Le Sud-Est sait faire face

Dans le Sud-Est, les éleveurs de volailles de chair n’ont pas été plus impactés que d’ordinaire, constatent Frédéric Moze (Duc-Plukon) et Sylvain Vérité (Valsoleil). Car depuis l’électrochoc de la canicule de 2003, ils se sont équipés. Et surtout, ils sont habitués à gérer la chaleur de mai à septembre. Leur système de production a été adapté, avec une densité réduite et une conduite différenciée : adaptation des poussins à la chaleur, brumisation, débit d’extraction de 5 m3/m2/h. C’est le cas de Baptiste Dumoulin dans la Drôme, qui sait gérer la chaleur mais est confronté aux limites d’un bâtiment resté en statique. Les autres productions se sont aussi adaptées. En poule alternative, Isabelle Béguet (Valsoleil) indique que depuis, les bâtiments sont systématiquement équipés de rampes de brumisation et de turbines en pignon. Les entrées d’air sont protégées des rayons du soleil par des filets d’ombrage. En poulet label rouge, François Cotoni (Fermiers de l’Ardèche) a testé deux turbines de 40 000 m3/h à l’intérieur de bâtiments pour diminuer les températures ressenties. Il envisage d’étendre l’expérience aux sites à risque d’autant que ce matériel servira plus souvent. Au final, tous les élevages sont susceptibles d’être frappés par un coup de chaleur. C’est à chacun de prévoir la solution la plus adaptée à sa situation et surtout de se préparer sans attendre d’être mis devant le fait accompli.

 

Lire aussi : La brumisation pour anticiper le coup de chaleur 

Les moyens de protection du coup de chaleur disponibles

- Les solutions techniques dépendent du mode d’élevage (accès extérieur ou pas), du type de bâtiment (ventilation statique ou dynamique) et du degré d’intensification (kilos au m2 le jour J, métabolisme de l’animal) explique Paul Robin, chercheur en bioclimatique à l’Inrae.

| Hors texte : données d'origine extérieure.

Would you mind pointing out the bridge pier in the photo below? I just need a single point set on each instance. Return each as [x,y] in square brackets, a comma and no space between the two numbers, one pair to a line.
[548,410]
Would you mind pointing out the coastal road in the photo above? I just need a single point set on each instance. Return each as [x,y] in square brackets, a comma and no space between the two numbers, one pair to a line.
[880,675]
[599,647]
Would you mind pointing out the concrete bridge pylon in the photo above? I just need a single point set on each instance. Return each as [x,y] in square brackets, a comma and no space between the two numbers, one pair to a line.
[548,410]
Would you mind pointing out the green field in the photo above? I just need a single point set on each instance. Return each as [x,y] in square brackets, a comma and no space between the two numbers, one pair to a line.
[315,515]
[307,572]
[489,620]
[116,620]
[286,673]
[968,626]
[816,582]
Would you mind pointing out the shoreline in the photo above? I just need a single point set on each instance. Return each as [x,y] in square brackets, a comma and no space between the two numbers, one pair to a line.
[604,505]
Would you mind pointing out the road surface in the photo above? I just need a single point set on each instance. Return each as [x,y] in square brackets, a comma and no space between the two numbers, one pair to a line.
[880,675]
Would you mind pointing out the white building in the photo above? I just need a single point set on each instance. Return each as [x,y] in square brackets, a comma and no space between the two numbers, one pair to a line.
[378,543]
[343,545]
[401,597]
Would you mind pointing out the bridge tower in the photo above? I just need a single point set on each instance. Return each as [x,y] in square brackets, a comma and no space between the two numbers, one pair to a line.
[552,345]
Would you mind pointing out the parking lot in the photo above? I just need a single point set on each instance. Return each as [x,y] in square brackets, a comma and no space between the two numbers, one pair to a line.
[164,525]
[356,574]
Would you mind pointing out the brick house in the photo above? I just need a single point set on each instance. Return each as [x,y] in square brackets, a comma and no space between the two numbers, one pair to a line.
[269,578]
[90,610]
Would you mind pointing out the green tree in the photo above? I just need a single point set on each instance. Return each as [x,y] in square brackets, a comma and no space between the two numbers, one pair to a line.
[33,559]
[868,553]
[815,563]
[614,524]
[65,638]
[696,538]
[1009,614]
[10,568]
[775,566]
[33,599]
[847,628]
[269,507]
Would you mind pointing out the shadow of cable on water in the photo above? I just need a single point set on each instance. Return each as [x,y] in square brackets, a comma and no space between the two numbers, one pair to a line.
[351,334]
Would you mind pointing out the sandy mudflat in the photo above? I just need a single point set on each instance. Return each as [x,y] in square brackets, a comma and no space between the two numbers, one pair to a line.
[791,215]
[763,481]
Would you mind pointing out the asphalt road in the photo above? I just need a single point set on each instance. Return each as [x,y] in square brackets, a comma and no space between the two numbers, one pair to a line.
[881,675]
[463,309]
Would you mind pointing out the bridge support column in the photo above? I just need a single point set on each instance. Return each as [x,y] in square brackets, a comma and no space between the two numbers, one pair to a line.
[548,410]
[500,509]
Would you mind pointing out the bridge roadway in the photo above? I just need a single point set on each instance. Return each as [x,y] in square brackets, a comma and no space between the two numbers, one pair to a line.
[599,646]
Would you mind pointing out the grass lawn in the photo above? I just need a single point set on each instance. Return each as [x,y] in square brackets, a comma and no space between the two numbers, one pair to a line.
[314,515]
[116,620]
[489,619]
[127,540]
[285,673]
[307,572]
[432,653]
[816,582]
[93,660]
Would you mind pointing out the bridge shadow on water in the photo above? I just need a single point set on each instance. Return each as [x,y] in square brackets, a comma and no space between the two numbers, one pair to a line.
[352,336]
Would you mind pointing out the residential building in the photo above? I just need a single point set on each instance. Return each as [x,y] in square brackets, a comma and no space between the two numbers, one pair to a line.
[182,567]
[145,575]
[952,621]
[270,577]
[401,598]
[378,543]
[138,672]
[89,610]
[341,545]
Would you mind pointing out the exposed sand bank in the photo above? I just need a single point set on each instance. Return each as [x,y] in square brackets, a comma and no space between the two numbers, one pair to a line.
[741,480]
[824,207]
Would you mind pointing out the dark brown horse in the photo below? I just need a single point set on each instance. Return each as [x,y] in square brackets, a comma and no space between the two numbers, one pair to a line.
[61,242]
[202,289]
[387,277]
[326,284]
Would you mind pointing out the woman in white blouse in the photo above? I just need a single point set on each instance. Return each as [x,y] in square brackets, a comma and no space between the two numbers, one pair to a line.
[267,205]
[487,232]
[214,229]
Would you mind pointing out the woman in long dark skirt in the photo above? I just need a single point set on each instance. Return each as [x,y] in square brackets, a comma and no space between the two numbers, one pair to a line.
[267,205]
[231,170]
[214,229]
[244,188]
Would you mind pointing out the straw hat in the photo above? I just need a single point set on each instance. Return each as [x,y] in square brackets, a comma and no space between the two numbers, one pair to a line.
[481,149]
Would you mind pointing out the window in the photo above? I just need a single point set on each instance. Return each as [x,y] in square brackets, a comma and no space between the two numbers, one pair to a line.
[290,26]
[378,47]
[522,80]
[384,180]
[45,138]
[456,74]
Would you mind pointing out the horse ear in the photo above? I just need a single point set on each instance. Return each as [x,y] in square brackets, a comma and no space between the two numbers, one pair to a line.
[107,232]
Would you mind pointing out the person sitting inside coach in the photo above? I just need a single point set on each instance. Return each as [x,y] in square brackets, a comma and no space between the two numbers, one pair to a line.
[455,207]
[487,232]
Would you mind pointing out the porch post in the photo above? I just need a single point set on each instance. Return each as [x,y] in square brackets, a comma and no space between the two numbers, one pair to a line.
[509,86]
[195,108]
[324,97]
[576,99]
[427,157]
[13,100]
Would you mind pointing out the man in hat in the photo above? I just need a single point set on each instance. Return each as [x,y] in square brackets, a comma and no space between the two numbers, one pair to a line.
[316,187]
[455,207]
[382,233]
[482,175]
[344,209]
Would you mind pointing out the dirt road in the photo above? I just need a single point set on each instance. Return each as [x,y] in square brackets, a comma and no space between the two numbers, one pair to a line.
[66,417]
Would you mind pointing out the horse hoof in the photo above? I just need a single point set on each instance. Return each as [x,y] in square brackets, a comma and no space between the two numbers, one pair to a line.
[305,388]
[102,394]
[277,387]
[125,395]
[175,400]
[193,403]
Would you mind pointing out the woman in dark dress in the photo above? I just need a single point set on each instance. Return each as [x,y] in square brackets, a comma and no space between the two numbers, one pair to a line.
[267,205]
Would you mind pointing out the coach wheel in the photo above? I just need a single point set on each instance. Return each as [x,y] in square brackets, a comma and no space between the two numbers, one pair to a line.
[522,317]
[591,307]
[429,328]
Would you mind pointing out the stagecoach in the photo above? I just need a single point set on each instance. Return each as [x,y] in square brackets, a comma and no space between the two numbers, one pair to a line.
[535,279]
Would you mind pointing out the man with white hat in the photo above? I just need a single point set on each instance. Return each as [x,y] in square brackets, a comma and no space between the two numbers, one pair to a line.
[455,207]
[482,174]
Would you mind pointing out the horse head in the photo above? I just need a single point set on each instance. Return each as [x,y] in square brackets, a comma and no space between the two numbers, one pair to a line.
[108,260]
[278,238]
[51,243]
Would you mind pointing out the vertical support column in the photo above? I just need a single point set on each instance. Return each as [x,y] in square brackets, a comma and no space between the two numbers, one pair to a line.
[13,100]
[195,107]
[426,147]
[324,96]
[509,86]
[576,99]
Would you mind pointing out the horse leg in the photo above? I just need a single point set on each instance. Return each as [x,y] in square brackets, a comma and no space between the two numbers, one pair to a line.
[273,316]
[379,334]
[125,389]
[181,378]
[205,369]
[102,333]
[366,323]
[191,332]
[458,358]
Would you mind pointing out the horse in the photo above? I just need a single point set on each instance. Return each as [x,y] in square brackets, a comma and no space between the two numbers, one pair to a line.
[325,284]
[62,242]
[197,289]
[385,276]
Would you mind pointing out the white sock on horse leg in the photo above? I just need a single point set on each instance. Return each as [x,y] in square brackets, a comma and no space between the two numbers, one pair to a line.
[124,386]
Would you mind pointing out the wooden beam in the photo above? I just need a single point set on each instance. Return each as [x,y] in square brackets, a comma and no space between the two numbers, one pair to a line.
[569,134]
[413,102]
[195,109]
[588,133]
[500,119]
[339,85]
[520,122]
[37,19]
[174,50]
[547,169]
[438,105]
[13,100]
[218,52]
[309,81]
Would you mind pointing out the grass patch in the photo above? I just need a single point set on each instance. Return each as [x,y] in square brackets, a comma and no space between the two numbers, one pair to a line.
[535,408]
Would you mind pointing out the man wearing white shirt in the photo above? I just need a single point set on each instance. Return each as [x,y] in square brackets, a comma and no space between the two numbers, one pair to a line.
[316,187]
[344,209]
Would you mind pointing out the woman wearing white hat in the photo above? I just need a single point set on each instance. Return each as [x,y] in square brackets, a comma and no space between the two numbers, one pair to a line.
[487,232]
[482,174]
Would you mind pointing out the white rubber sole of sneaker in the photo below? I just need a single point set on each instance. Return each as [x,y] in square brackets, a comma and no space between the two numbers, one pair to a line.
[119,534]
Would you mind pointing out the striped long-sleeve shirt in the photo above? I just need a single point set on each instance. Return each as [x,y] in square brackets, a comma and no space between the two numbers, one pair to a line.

- En claustration, le couple ventilation forcée-refroidissement évaporatif permet de piloter les débits d’air et d’eau qui impactent la qualité de l’air (température et hygrométrie relative). C’est le principal levier d’action mise en œuvre ;

- La mise à jeun est de moins en moins pratiquée. Réduire la production de chaleur animale en coupant l’alimentation en journée est possible, à condition que les oiseaux affamés ne se ruent pas sur l’aliment à la reprise et que la température de nuit baisse suffisamment pour évacuer l’extra chaleur produite ;

- La modification de l’aliment, comme l’enrichissement en acides aminés ou en huile, a un intérêt surtout pour compenser des sous-consommations par climat chaud permanent ;

- L’administration de réhydratant à base de sucres est possible dans l’eau de boisson rafraîchie pour soutenir les oiseaux durant la journée. Pour rétablir les déséquilibres métaboliques (pH sanguin, fuites d’électrolytes, radicaux libres oxydants), les nutritionnistes conseillent aussi une complémentation en vitamines, en sels minéraux, en antioxydants, en bétaïne ou hépatoprotecteurs (pondeuse).